Despite the lowered adoption fee — which still includes the necessary vaccinations and spaying/neutering the animals — Ostendorf said shelters in rural communities can struggle to compete with offers of free kittens from a pet’s litter or abundance of farm cats.
“It’s easier to think of getting the free kitten now and being able to afford whatever it needs down the road, but before you know it, that kitten is coming into sexual maturity, going into heat, starting to spray in the house,” she said. “People don’t expect having to pay $300 to go get a cat spayed, and so they don’t, and their cat has kittens, which come right back here.”
For those considering adopting a cat during the sale, Ostendorf encourages future pet-owners to evaluate what they are looking for in a cat and discuss with shelter staff which animal would be the best fit for them.
“What type or personality are you looking for?,” she said. “Do you want a cat that’s going to cuddle with you all the time and demand attention when you get home, or do you want a cat that does its own thing, curls up on the end of the couch and is self-sufficient? Think through what kind of personality you’re looking for.”
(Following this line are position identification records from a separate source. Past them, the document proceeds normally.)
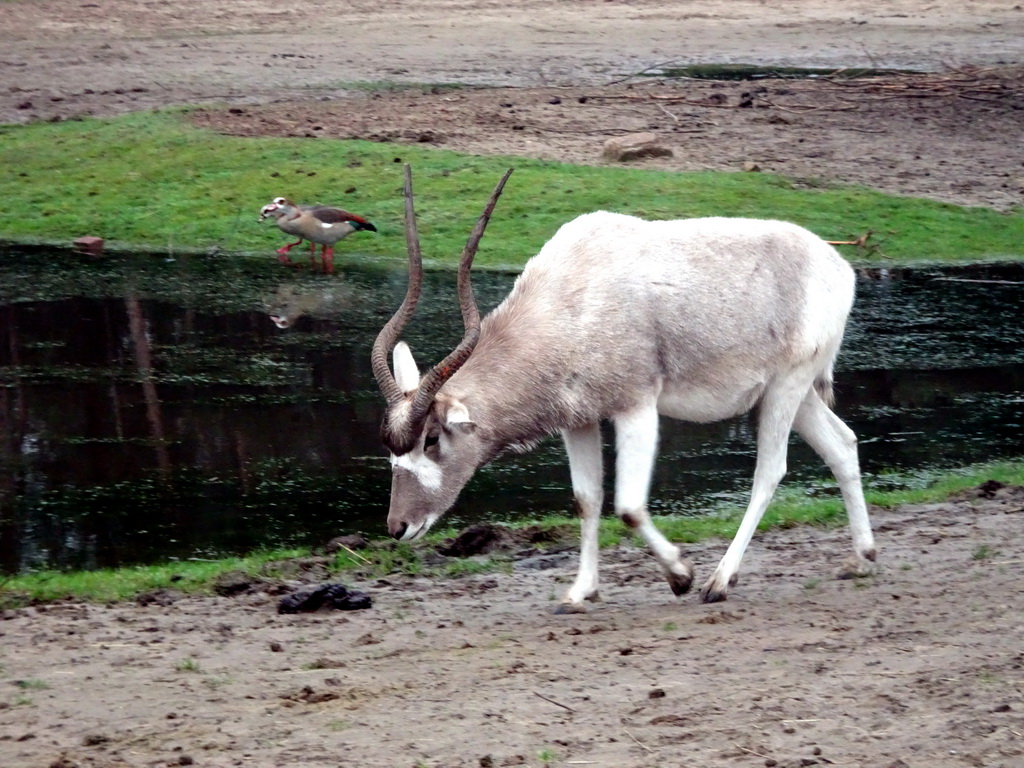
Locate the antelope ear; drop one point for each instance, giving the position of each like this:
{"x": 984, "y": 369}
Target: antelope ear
{"x": 407, "y": 375}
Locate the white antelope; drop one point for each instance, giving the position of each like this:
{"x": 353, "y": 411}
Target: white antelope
{"x": 622, "y": 318}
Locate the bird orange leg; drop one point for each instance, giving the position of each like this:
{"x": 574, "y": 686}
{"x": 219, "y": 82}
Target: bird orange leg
{"x": 283, "y": 251}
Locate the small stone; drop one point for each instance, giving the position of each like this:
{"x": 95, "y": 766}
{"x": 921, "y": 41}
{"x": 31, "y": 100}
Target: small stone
{"x": 634, "y": 146}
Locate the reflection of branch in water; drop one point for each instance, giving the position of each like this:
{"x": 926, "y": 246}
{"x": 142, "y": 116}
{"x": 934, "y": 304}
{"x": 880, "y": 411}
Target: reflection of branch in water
{"x": 143, "y": 361}
{"x": 13, "y": 421}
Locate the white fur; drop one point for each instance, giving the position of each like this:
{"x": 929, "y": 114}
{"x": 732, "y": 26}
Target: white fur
{"x": 427, "y": 472}
{"x": 625, "y": 320}
{"x": 407, "y": 375}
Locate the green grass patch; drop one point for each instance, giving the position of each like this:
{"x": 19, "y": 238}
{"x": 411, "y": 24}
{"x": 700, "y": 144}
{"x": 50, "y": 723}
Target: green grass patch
{"x": 153, "y": 180}
{"x": 112, "y": 585}
{"x": 793, "y": 506}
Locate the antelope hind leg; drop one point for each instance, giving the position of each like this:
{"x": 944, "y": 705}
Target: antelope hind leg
{"x": 837, "y": 444}
{"x": 584, "y": 449}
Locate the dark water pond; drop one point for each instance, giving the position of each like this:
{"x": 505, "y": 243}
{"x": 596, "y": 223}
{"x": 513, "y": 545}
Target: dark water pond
{"x": 151, "y": 409}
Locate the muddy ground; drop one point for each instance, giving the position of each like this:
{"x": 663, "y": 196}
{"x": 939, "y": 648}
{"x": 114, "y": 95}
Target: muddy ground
{"x": 921, "y": 666}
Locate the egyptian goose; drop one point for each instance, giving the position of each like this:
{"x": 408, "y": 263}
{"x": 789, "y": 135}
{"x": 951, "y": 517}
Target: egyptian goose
{"x": 320, "y": 224}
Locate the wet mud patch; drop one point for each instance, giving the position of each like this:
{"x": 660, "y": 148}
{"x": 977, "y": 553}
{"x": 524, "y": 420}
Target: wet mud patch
{"x": 794, "y": 670}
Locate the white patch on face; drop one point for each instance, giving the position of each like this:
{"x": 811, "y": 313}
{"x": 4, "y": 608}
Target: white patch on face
{"x": 414, "y": 532}
{"x": 426, "y": 471}
{"x": 407, "y": 375}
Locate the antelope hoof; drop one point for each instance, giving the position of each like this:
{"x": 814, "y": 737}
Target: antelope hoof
{"x": 854, "y": 567}
{"x": 715, "y": 591}
{"x": 565, "y": 608}
{"x": 681, "y": 583}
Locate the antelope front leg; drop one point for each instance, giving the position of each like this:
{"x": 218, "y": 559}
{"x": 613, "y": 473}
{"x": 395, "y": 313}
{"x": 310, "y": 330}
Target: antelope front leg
{"x": 584, "y": 449}
{"x": 636, "y": 448}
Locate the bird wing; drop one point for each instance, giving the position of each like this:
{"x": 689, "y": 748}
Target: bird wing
{"x": 335, "y": 215}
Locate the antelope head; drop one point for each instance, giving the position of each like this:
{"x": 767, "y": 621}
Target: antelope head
{"x": 434, "y": 443}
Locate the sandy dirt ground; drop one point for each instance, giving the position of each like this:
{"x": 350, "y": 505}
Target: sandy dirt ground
{"x": 921, "y": 666}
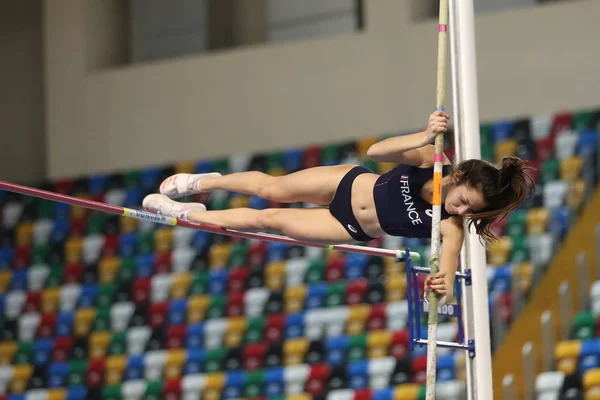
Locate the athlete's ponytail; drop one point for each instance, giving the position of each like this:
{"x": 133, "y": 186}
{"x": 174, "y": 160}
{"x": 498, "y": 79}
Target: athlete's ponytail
{"x": 503, "y": 189}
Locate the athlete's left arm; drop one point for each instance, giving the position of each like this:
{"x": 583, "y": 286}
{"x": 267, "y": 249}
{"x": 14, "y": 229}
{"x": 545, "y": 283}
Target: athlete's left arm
{"x": 453, "y": 234}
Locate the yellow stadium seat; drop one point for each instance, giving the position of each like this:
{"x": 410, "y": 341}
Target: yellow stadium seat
{"x": 357, "y": 318}
{"x": 294, "y": 350}
{"x": 523, "y": 276}
{"x": 84, "y": 318}
{"x": 378, "y": 343}
{"x": 128, "y": 225}
{"x": 570, "y": 168}
{"x": 115, "y": 366}
{"x": 234, "y": 333}
{"x": 506, "y": 148}
{"x": 218, "y": 255}
{"x": 294, "y": 299}
{"x": 362, "y": 146}
{"x": 20, "y": 378}
{"x": 567, "y": 354}
{"x": 99, "y": 342}
{"x": 5, "y": 279}
{"x": 275, "y": 275}
{"x": 175, "y": 360}
{"x": 181, "y": 285}
{"x": 591, "y": 379}
{"x": 537, "y": 221}
{"x": 7, "y": 351}
{"x": 499, "y": 251}
{"x": 214, "y": 385}
{"x": 239, "y": 201}
{"x": 409, "y": 391}
{"x": 395, "y": 288}
{"x": 57, "y": 394}
{"x": 163, "y": 239}
{"x": 50, "y": 300}
{"x": 24, "y": 234}
{"x": 108, "y": 269}
{"x": 73, "y": 250}
{"x": 197, "y": 307}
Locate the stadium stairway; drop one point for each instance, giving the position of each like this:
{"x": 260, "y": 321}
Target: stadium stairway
{"x": 527, "y": 328}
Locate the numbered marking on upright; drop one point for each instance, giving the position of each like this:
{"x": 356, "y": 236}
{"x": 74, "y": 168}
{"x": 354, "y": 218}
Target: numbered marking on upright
{"x": 448, "y": 310}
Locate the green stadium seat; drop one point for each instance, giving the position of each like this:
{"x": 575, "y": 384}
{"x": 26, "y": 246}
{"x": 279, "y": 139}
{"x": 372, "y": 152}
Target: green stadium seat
{"x": 154, "y": 390}
{"x": 102, "y": 321}
{"x": 316, "y": 271}
{"x": 199, "y": 283}
{"x": 585, "y": 326}
{"x": 239, "y": 254}
{"x": 517, "y": 223}
{"x": 550, "y": 170}
{"x": 583, "y": 120}
{"x": 357, "y": 348}
{"x": 255, "y": 330}
{"x": 112, "y": 392}
{"x": 77, "y": 372}
{"x": 215, "y": 359}
{"x": 216, "y": 308}
{"x": 520, "y": 249}
{"x": 24, "y": 354}
{"x": 336, "y": 294}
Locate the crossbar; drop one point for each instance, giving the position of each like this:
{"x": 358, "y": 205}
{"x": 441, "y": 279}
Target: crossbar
{"x": 398, "y": 255}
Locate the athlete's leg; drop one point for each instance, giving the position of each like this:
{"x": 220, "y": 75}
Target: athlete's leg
{"x": 315, "y": 225}
{"x": 314, "y": 185}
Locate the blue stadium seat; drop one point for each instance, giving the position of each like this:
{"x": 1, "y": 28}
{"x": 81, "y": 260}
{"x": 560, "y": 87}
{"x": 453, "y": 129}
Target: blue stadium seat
{"x": 274, "y": 379}
{"x": 294, "y": 325}
{"x": 336, "y": 350}
{"x": 315, "y": 296}
{"x": 195, "y": 361}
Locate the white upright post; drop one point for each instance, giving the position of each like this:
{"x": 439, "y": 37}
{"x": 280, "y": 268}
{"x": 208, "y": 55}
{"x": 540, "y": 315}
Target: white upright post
{"x": 464, "y": 80}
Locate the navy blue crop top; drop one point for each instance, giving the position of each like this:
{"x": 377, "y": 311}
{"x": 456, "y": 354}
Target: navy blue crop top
{"x": 400, "y": 209}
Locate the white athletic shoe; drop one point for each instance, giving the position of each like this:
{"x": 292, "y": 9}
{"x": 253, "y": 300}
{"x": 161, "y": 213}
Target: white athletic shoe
{"x": 180, "y": 185}
{"x": 160, "y": 204}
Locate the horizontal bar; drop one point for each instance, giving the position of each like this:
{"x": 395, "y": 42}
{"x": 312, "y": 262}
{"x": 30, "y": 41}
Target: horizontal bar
{"x": 138, "y": 214}
{"x": 449, "y": 345}
{"x": 425, "y": 270}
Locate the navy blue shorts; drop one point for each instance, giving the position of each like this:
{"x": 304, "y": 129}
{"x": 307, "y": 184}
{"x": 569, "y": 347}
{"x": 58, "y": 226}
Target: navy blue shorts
{"x": 341, "y": 205}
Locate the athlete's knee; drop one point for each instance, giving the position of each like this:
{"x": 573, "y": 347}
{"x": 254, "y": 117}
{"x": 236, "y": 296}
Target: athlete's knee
{"x": 270, "y": 189}
{"x": 270, "y": 219}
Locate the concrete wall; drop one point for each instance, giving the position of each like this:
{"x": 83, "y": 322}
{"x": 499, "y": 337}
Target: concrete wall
{"x": 21, "y": 91}
{"x": 530, "y": 60}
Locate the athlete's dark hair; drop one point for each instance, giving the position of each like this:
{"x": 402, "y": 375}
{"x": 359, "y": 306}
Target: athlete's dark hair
{"x": 503, "y": 189}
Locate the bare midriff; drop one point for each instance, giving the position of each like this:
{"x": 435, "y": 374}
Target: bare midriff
{"x": 363, "y": 204}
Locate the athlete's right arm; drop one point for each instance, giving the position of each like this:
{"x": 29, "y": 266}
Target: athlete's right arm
{"x": 414, "y": 149}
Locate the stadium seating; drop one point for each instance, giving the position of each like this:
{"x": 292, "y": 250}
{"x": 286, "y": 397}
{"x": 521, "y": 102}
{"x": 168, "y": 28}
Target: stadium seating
{"x": 98, "y": 306}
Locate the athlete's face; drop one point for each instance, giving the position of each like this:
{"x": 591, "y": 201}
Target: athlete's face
{"x": 463, "y": 200}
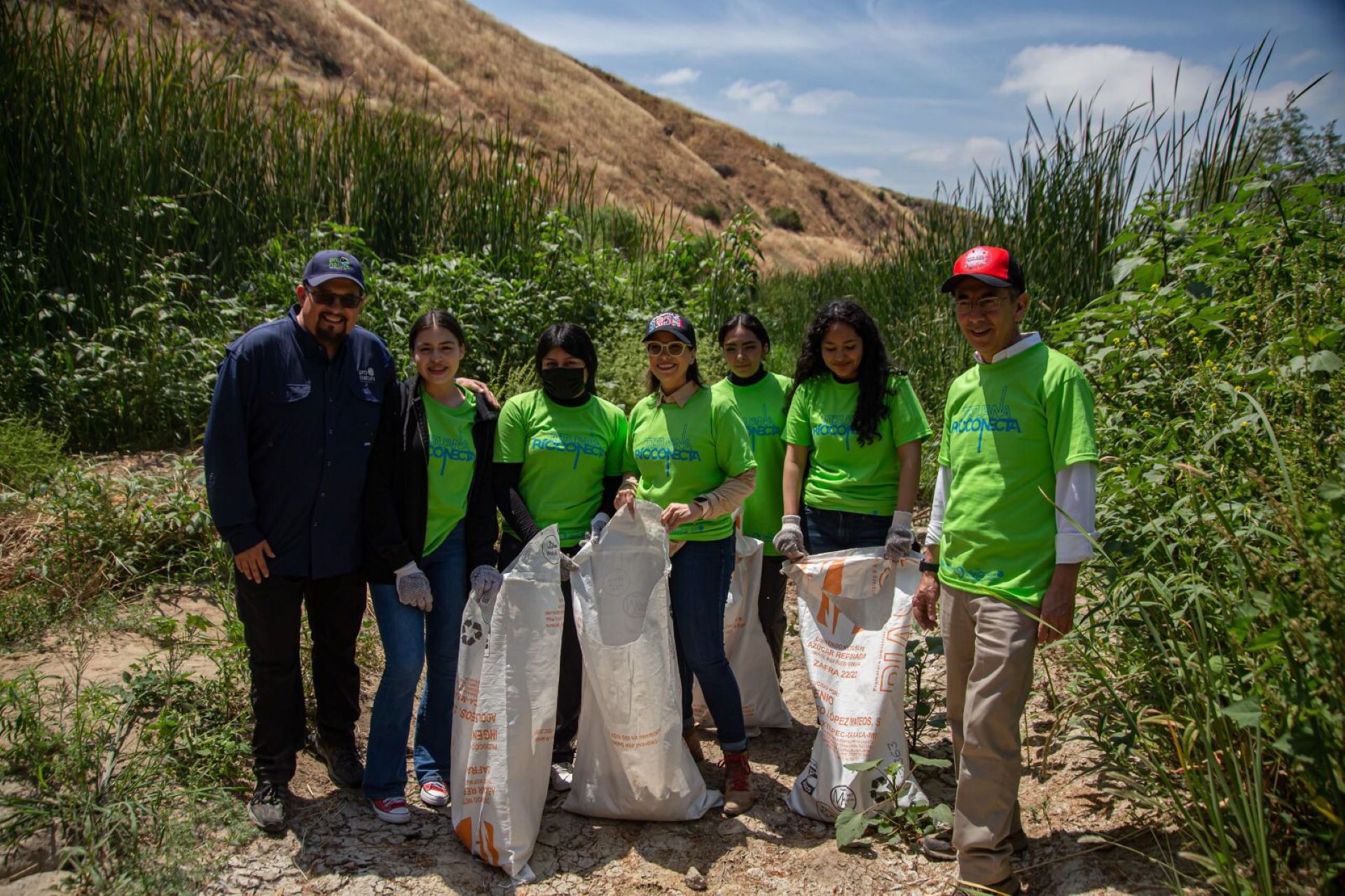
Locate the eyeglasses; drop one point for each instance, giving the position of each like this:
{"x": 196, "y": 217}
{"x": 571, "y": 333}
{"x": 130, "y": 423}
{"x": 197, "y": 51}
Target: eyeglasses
{"x": 986, "y": 305}
{"x": 329, "y": 299}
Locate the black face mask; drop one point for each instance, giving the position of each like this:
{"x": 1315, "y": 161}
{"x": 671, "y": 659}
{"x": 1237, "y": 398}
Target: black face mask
{"x": 565, "y": 384}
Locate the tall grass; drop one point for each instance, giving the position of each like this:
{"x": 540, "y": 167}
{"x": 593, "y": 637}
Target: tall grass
{"x": 1059, "y": 205}
{"x": 1213, "y": 661}
{"x": 118, "y": 150}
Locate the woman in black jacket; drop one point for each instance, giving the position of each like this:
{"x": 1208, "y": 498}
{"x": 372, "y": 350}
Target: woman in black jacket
{"x": 429, "y": 517}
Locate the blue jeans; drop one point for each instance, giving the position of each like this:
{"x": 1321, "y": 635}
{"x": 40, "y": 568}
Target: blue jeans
{"x": 700, "y": 588}
{"x": 827, "y": 530}
{"x": 416, "y": 641}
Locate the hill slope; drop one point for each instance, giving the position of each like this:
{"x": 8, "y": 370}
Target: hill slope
{"x": 459, "y": 61}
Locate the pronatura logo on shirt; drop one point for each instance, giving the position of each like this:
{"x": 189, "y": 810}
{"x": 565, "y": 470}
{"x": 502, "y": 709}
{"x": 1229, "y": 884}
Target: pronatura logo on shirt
{"x": 836, "y": 425}
{"x": 570, "y": 444}
{"x": 982, "y": 419}
{"x": 763, "y": 425}
{"x": 446, "y": 450}
{"x": 668, "y": 450}
{"x": 982, "y": 576}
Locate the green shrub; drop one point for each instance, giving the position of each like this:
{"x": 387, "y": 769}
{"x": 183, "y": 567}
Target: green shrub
{"x": 785, "y": 219}
{"x": 29, "y": 454}
{"x": 1215, "y": 656}
{"x": 708, "y": 212}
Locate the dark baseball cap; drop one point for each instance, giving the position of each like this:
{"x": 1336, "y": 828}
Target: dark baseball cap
{"x": 331, "y": 264}
{"x": 988, "y": 264}
{"x": 672, "y": 323}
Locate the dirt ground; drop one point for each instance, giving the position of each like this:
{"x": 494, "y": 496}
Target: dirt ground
{"x": 1083, "y": 841}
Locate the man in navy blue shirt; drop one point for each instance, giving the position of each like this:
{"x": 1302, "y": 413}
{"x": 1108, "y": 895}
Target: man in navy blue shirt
{"x": 291, "y": 427}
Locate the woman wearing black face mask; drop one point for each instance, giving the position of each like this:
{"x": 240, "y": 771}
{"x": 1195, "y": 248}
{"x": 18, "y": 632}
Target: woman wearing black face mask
{"x": 558, "y": 460}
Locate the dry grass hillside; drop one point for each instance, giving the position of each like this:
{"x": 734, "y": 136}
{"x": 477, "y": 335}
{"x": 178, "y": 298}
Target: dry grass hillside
{"x": 459, "y": 61}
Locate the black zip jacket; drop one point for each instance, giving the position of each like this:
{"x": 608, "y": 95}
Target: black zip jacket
{"x": 397, "y": 490}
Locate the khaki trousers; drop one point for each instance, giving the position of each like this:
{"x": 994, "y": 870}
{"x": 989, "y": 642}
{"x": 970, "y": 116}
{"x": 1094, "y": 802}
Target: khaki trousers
{"x": 988, "y": 646}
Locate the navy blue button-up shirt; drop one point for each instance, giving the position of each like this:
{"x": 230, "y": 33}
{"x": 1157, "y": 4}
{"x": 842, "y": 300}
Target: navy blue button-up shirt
{"x": 288, "y": 443}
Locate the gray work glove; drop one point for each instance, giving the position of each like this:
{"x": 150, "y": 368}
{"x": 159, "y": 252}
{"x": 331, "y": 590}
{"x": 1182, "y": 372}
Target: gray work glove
{"x": 900, "y": 537}
{"x": 486, "y": 583}
{"x": 413, "y": 588}
{"x": 789, "y": 541}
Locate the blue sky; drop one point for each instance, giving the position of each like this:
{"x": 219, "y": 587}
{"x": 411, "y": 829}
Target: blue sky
{"x": 907, "y": 95}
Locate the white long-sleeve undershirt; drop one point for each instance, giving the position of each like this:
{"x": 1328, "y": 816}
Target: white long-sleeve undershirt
{"x": 1076, "y": 498}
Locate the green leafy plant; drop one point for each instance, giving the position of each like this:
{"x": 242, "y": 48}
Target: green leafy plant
{"x": 887, "y": 821}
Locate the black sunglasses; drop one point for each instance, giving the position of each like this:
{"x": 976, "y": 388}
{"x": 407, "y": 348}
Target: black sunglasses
{"x": 329, "y": 299}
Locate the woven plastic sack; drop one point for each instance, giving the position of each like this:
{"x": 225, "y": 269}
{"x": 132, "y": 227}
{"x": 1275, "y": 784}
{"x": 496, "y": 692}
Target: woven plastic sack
{"x": 504, "y": 710}
{"x": 747, "y": 647}
{"x": 630, "y": 760}
{"x": 855, "y": 619}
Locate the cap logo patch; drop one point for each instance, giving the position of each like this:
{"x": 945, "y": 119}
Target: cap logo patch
{"x": 668, "y": 321}
{"x": 974, "y": 259}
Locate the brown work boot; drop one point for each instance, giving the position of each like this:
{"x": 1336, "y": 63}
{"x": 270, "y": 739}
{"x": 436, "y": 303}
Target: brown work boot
{"x": 738, "y": 783}
{"x": 693, "y": 744}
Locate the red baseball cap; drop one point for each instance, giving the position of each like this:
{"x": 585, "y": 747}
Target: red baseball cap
{"x": 988, "y": 264}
If adoption is not an option at this time, donations of food, litter, paper towels, cleaning supplies and money all help the shelter meet the needs of its furry guests. Ostendorf also emphasized that pet owners can help combat the community’s cat overpopulation by spaying and neutering their pets.
“When you have a cat that goes into heat or a male cat that starts spraying in your house, it’s really annoying,” she said. “They’re really obnoxious behaviors, so people tend to kick them outside. When they do that, then they’re out there meeting each other and more kittens are born. I love kittens, and they’re super fun, but we have more than enough kittens.”